Ce qui ne l’empêche pas de garder sa foi dans l’étude des rêves : « Il reste toujours cette question sans réponse : "Mais pourquoi dormons-nous ?". Pour moi, le rêve est la clé. »


Montréal, entre psychologie et physiologie
« Comme toujours, Montréal est un entre-deux entre l’Europe et les États-Unis » s’amuse Philippe Stenstrom lorsqu’il résume la position théorique de son laboratoire.
« On ne rêve pas au hasard contrairement à ce qu’a dit Allan Hobson, de l’école de médecine de l’Université Harvard. Pour lui, tout est dû à la structure du cerveau. Les rêves seraient le fruit du hasard et n’auraient donc pas de signification. Cette théorie a beaucoup de succès aux États-Unis et en fait l’un des plus grands détracteurs de la psychanalyse, plus importante en Europe. »

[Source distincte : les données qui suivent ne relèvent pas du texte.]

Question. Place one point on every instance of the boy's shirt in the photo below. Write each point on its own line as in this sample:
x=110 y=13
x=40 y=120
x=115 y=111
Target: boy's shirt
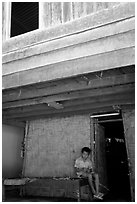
x=80 y=163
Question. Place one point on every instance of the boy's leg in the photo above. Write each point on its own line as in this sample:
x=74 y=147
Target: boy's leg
x=96 y=177
x=90 y=180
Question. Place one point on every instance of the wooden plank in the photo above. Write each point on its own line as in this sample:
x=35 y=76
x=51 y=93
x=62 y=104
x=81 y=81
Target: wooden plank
x=123 y=11
x=67 y=86
x=66 y=104
x=118 y=58
x=71 y=52
x=81 y=105
x=70 y=96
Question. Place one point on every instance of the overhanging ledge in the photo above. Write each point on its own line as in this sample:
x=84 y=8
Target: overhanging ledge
x=105 y=45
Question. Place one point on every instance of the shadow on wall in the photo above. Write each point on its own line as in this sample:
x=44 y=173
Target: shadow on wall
x=12 y=138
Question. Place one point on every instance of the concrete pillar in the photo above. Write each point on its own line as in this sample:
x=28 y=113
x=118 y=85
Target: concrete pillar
x=6 y=20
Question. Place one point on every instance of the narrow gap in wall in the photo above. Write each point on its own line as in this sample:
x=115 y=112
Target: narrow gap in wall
x=24 y=17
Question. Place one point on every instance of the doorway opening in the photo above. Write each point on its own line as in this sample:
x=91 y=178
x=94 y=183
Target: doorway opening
x=117 y=171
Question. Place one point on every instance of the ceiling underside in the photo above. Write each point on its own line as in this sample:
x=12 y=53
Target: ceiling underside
x=85 y=93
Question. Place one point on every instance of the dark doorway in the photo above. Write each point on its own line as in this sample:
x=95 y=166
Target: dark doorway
x=24 y=17
x=116 y=159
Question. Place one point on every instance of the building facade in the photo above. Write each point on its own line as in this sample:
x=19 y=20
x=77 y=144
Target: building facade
x=70 y=83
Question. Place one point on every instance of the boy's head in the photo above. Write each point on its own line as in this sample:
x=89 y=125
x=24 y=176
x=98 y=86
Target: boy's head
x=85 y=152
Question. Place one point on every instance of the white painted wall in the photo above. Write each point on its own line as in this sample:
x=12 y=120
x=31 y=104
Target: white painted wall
x=11 y=151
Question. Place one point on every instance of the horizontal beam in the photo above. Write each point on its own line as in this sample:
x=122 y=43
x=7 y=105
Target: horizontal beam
x=116 y=99
x=14 y=123
x=70 y=96
x=90 y=48
x=105 y=61
x=68 y=85
x=91 y=38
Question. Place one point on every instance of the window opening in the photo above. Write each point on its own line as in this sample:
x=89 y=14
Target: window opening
x=24 y=17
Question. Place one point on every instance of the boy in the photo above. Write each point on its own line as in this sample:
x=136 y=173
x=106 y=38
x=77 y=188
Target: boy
x=84 y=169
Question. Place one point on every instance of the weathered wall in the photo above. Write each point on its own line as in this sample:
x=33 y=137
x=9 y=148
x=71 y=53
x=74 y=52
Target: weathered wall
x=6 y=18
x=53 y=145
x=54 y=13
x=129 y=129
x=12 y=138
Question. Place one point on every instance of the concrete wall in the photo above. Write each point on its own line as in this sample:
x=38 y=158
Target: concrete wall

« Pour nous, la physiologie est importante, mais les rêves ont un sens. Le rêve n’est pas qu’un produit dérivé, inutile, de l’activité cérébrale. Ceci dit, Freud est allé trop loin en limitant le rêve à l’expression d’un désir subconscient, comme une soupape qui soulagerait une personne de ses tensions intérieures. La preuve, c’est que des études montrent que quand les cauchemars d’une personne s’arrêtent, elle se sent mieux. Il n’y a pas non plus de symboles universels : rien n’est plus ridicule qu’un dictionnaire des rêves. »
Il est amusant de noter que Freud et Hobson ont proposé d’abord des théories très tranchées qu’ils ont tous deux amendées par la suite, même si leurs positions respectives restent largement contradictoires.